# Do You Believe In Soul Mates?



## magneticheart (Mar 1, 2009)

There was a thread on this a while ago but I just thought that maybe peoples opinions might have changed since they posted in that thread.

My friend is really into the whole soul mate thing and doesn't get why I'm cynical about it.

I believe in fate but I don't believe in soul mates. I personally don't think there's a perfect person out there for everyone. I think you meet someone and you work hard at your relationship and sometimes it works and sometimes it doesn't.

So, do you believe in soul mates?


----------



## Saja (Mar 1, 2009)

I do. but I dont believe that its always the person you end up with. I think a sole mate is someone you are forever attached to, but not necissarily your partner.


----------



## pinksugar (Mar 1, 2009)

omg I am so glad you asked this....

I was watching 'sleepless in seattle' the other day, and they went on about how you touch 'him' and it's just 'magic' you just KNOW he's the one.

Well... MY friggen ASS. I don't believe that for a second. I wouldn't base a relationship on physical touch alone! my boss said as soon as she opened the door and saw her now-hubby standing there, that she KNEW, but frankly, I'm cynical too. I base a relationship on mutual respect, compatability, genuine affection, trust, compromise, and both parties putting the same amount of effort in.

If I'm honest, from the very first time my current bf and I met, the way he touched me has always felt so remotely different from anyone I've ever dated, he FEELS respectful, in every single touch, the way he holds my hand or rubs my back feels like he is proud to be standing with me.

Do I think that this means we're soulmates who will be together forever? It's a lovely concept and I really wish it were true, but I couldn't possibly make such a massive call as that - it may work out with the bf, I'd really really like it to, since he's just the most genuinely caring and generous person I've ever met, but who knows what will happen down the track.

Mutual trust built up over years of dating essentially means a lot more than some random 'magical moment' IMO.


----------



## Lucy (Mar 1, 2009)

i think the idea of soulmates is scary! what if you don't find him?? lol

i don't believe it in really. i think there are some people you are better suited to than others, but that's true of all relatonships- friendships, family, there are always people you "click" with and people you dont.


----------



## Aprill (Mar 1, 2009)

I totally believe because I found him...once upon a time...I thought it was crap but I got my soulmate.


----------



## HairEgo (Mar 1, 2009)

Originally Posted by *magneticheart* /img/forum/go_quote.gif There was a thread on this a while ago but I just thought that maybe peoples opinions might have changed since they posted in that thread.

My friend is really into the whole soul mate thing and doesn't get why I'm cynical about it.

I believe in fate but I don't believe in soul mates. I personally don't think there's a perfect person out there for everyone. I think you meet someone and you work hard at your relationship and sometimes it works and sometimes it doesn't.

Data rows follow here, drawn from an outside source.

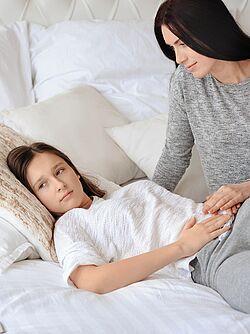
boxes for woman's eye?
[38,182,46,189]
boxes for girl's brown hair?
[7,142,105,218]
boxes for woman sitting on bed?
[7,143,250,312]
[153,0,250,312]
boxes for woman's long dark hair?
[154,0,250,61]
[7,142,105,218]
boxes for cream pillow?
[0,124,57,260]
[0,217,39,274]
[0,86,143,184]
[106,114,208,202]
[0,21,35,117]
[0,124,119,262]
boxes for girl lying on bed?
[7,143,250,312]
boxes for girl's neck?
[211,59,250,84]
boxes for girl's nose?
[55,180,65,191]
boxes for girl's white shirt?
[54,181,229,285]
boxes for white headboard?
[0,0,250,34]
[0,0,163,26]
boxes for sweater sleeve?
[153,66,194,191]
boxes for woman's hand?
[177,214,232,256]
[203,181,250,214]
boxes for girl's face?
[27,152,92,216]
[161,25,218,78]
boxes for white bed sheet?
[0,260,250,334]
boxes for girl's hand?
[203,181,250,213]
[177,214,232,256]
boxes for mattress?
[0,260,250,334]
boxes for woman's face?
[27,152,91,216]
[161,25,217,78]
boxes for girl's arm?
[70,215,230,294]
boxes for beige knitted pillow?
[0,124,119,261]
[0,124,57,261]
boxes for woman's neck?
[211,59,250,84]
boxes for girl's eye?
[56,168,64,175]
[38,182,46,189]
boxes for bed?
[0,0,250,334]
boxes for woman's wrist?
[173,239,190,259]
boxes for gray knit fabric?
[191,198,250,313]
[153,65,250,191]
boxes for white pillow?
[30,20,175,121]
[0,22,34,121]
[0,217,39,274]
[0,86,142,184]
[106,114,208,202]
[0,124,119,262]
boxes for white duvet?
[0,260,250,334]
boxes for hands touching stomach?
[177,214,232,257]
[203,181,250,214]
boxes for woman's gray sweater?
[153,65,250,191]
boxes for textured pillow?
[30,20,175,121]
[0,86,143,184]
[0,22,34,117]
[0,217,39,274]
[0,124,119,262]
[106,114,208,202]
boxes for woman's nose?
[175,50,187,64]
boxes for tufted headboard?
[0,0,162,26]
[0,0,250,34]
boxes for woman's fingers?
[201,213,232,226]
[211,225,232,239]
[183,216,196,230]
[207,215,232,233]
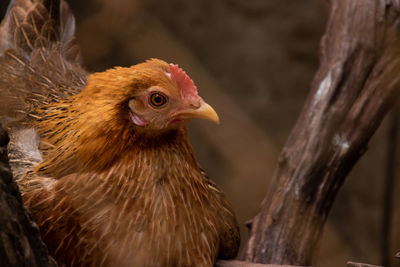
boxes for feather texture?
[0,0,239,266]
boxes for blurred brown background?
[2,0,400,267]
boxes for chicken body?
[0,0,239,266]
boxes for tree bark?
[241,0,400,265]
[0,127,57,267]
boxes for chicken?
[0,0,240,266]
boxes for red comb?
[169,64,198,98]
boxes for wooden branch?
[241,0,400,265]
[0,127,57,267]
[347,261,383,267]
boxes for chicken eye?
[149,93,168,108]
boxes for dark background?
[0,0,400,267]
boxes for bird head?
[36,59,219,177]
[82,59,219,133]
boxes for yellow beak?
[175,100,219,124]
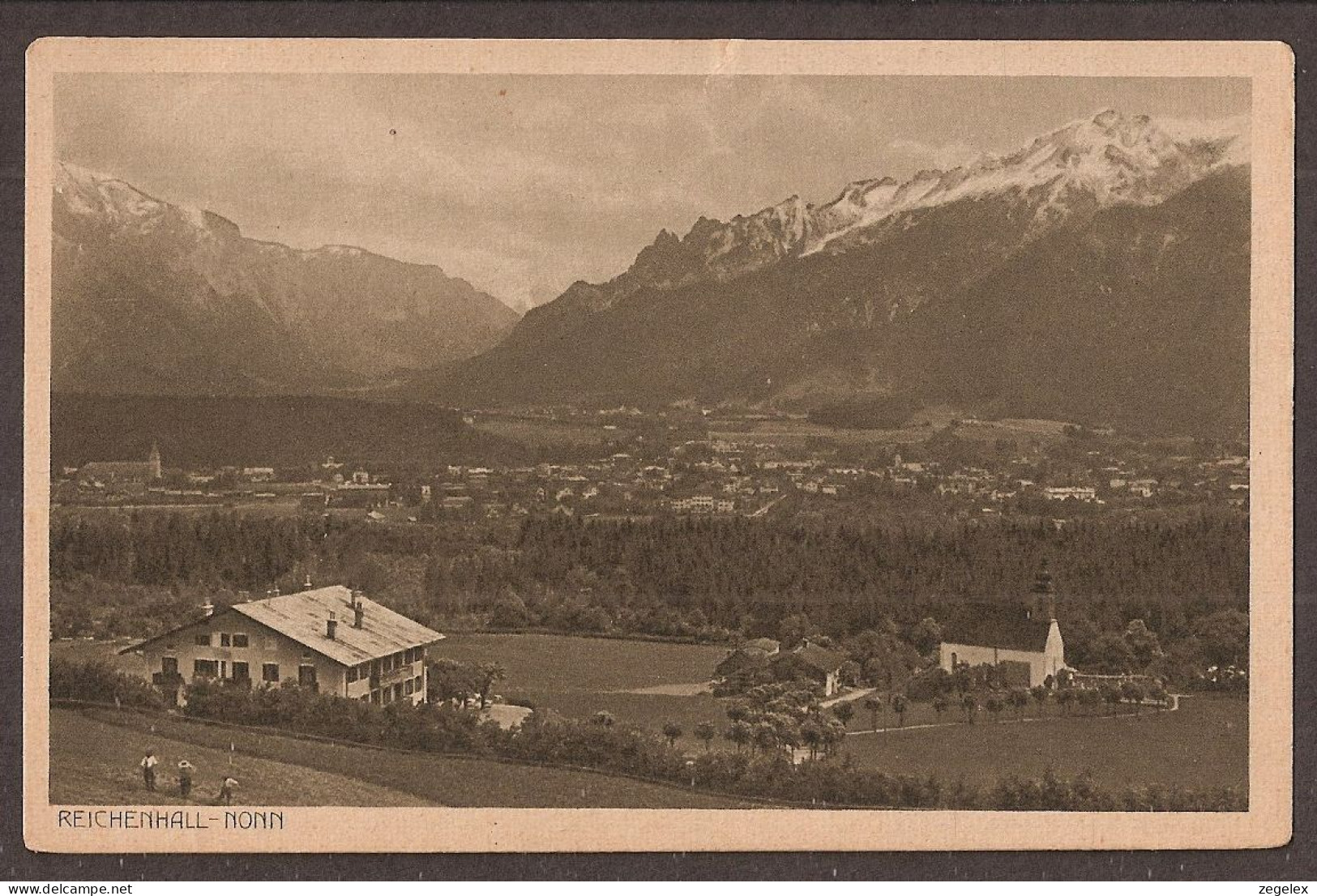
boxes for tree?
[892,693,910,727]
[1125,620,1161,668]
[777,613,815,650]
[490,588,532,629]
[1148,681,1169,706]
[480,663,507,709]
[428,656,483,706]
[801,723,823,759]
[723,721,755,753]
[864,693,883,730]
[695,723,718,753]
[906,617,942,656]
[1121,681,1144,712]
[1192,609,1249,667]
[1028,685,1051,716]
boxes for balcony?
[370,663,417,691]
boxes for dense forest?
[50,512,1249,668]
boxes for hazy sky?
[55,74,1249,305]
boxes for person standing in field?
[139,750,156,791]
[215,775,238,805]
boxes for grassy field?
[50,709,750,809]
[434,634,727,749]
[845,696,1249,788]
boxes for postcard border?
[24,38,1293,852]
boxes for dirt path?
[819,688,877,709]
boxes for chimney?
[352,591,366,629]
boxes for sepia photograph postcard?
[23,36,1294,854]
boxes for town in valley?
[49,74,1252,810]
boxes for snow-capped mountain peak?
[806,109,1247,254]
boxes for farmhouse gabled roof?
[232,586,444,666]
[118,586,444,666]
[942,604,1051,653]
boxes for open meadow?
[845,696,1249,789]
[50,708,752,809]
[53,633,1249,805]
[432,633,727,731]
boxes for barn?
[120,586,444,704]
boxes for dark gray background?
[0,2,1317,883]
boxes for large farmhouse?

So, do you believe in soul mates?

I agree with you 100001%


----------



## laurafaye (Mar 1, 2009)

Originally Posted by *pinksugar* /img/forum/go_quote.gif omg I am so glad you asked this....
I was watching 'sleepless in seattle' the other day, and they went on about how you touch 'him' and it's just 'magic' you just KNOW he's the one.

Well... MY friggen ASS. I don't believe that for a second. I wouldn't base a relationship on physical touch alone! my boss said as soon as she opened the door and saw her now-hubby standing there, that she KNEW, but frankly, I'm cynical too. I base a relationship on mutual respect, compatability, genuine affection, trust, compromise, and both parties putting the same amount of effort in.

If I'm honest, from the very first time my current bf and I met, the way he touched me has always felt so remotely different from anyone I've ever dated, he FEELS respectful, in every single touch, the way he holds my hand or rubs my back feels like he is proud to be standing with me.

Do I think that this means we're soulmates who will be together forever? It's a lovely concept and I really wish it were true, but I couldn't possibly make such a massive call as that - it may work out with the bf, I'd really really like it to, since he's just the most genuinely caring and generous person I've ever met, but who knows what will happen down the track.

Mutual trust built up over years of dating essentially means a lot more than some random 'magical moment' IMO.

I completely agree!


----------



## katana (Mar 1, 2009)

Originally Posted by *Saja* /img/forum/go_quote.gif I do. but I dont believe that its always the person you end up with. I think a sole mate is someone you are forever attached to, but not necissarily your partner. That was how I always thought about it too....Who knows...though.

My mom met my dad as a child, and she said she knew for a fact at 12 yrs old, that he was THE one, meant for her. They've been married 25 years now


----------



## Ozee (Mar 1, 2009)

I have always loved the romantic idea of it, love at first sight that kind of thing.

I do believe you feel something first time you met,see,talk to someone..sometimes its lust mistaken for love, but everynow and again some lucky people get love at first sight.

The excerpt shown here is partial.